A key driver of the fall in banks’ net interest margins over the past couple of years has been the 60 basis point decline in the spread between lending rates and funding costs.
The Reserve Bank has delved into banks’ funding arrangements in an article in the latest Reserve Bank Bulletin, reporting that banks’ non-equity funding costs rose 380 basis points during the period of Reserve Bank monetary policy tightening, between May 2022 and December 2023, while the cash rate increased by 425 bps.
At the same time, lenders increased rates on outstanding mortgages by a total of 320 basis points.
As a result, in the two years to December 2023 the spread between lending rates and funding costs declined 60 bps to around 190 bps.

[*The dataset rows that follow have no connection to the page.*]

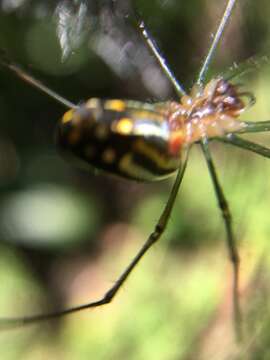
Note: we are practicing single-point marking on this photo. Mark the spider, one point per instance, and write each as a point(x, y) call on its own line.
point(149, 142)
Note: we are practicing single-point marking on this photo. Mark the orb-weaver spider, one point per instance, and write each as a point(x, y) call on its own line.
point(171, 128)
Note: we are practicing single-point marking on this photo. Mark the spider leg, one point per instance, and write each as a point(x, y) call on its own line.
point(22, 74)
point(231, 243)
point(246, 144)
point(6, 323)
point(218, 34)
point(150, 42)
point(258, 126)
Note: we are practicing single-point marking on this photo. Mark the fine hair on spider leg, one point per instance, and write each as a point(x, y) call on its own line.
point(209, 113)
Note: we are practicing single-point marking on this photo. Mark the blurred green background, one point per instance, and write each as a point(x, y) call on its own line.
point(66, 235)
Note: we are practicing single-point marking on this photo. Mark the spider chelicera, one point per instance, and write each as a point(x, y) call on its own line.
point(149, 142)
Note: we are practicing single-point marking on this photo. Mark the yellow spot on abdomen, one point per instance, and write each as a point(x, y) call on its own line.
point(123, 126)
point(115, 105)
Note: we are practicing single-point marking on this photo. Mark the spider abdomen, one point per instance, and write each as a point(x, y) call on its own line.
point(125, 138)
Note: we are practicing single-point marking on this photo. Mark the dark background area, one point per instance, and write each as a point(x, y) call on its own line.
point(65, 235)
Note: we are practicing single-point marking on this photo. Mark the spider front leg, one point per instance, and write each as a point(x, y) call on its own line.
point(230, 239)
point(111, 293)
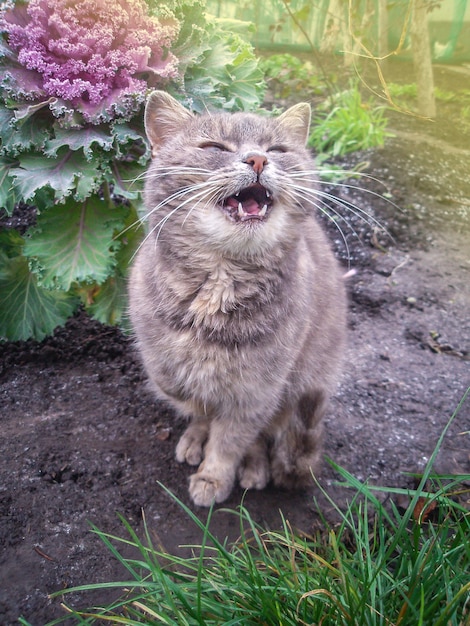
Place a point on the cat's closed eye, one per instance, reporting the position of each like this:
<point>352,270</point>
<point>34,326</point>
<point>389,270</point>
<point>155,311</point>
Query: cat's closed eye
<point>214,146</point>
<point>278,148</point>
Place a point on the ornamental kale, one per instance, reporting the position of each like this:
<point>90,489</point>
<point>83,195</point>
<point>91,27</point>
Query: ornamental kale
<point>90,53</point>
<point>74,75</point>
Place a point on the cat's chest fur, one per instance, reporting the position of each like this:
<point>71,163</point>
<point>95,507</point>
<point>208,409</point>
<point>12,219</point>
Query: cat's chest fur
<point>235,297</point>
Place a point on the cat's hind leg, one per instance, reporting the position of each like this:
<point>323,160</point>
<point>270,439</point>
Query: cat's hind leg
<point>190,447</point>
<point>253,472</point>
<point>296,451</point>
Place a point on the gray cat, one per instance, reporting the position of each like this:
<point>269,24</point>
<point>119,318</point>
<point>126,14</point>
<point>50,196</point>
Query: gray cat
<point>235,297</point>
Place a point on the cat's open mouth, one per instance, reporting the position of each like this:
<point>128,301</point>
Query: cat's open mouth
<point>252,203</point>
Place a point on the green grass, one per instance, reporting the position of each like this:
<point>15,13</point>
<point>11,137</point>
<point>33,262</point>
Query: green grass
<point>346,123</point>
<point>378,566</point>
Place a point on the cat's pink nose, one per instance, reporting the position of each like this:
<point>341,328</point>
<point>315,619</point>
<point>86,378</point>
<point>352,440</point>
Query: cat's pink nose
<point>257,162</point>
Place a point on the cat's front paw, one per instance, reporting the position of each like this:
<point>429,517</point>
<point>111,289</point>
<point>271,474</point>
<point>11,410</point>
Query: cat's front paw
<point>205,489</point>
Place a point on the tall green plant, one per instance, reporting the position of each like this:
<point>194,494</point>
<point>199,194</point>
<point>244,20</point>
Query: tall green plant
<point>73,82</point>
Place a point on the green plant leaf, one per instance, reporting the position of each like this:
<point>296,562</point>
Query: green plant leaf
<point>26,309</point>
<point>108,301</point>
<point>8,194</point>
<point>74,242</point>
<point>85,139</point>
<point>69,172</point>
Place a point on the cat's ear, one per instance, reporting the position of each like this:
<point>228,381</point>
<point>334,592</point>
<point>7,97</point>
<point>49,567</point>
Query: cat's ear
<point>296,121</point>
<point>164,116</point>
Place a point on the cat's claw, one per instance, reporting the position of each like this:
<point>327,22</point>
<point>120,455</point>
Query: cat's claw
<point>254,475</point>
<point>190,447</point>
<point>205,490</point>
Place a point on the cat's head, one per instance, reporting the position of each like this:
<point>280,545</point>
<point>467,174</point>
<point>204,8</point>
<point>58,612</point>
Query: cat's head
<point>227,176</point>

A key funding benchmark, bank bill swap rates, rose by around the same amount as the cash rate. Rates on new term deposits increased by a little more than the increase in the cash rate – 435 bps.
But rates paid on at-call deposits and on long-term debt increased by less than the cash rate. The average interest rate on outstanding at-call deposits increased by around 275 bps over the period. Rates on total deposits increased by 325 bps.
The desire among banks to attract more term funding as the TFF matured explains the higher rates for term deposits relative to at-call deposits.
The outstanding rate on long-term debt increased by 245 bps, largely because the stock of major bank long-term debt turns over more slowly, given its weighted average maturity of four years.
The RBA’s data reinforce the ACCC’s finding in its recent review of deposit rates that the banks have been “strategic” in passing on rate increases in such a way as to limit the overall increase in their deposit funding.
This approach included raising rates more on savings products with conditions and time-limited introductory offers than on standard deposit products.
Changes in funding composition, including the replacement of Term Funding Facility loans with other sources of funding and customers moving their savings from lower to higher rate products, accounted for around 25 bps of the increase in funding costs over the period.
Hedging of fixed-rate liabilities back to floating rates added about 70 bps to funding costs.
Deposits are the largest component of banking funding - and rising. Funding from deposits has grown by around half a percentage points since early 2022.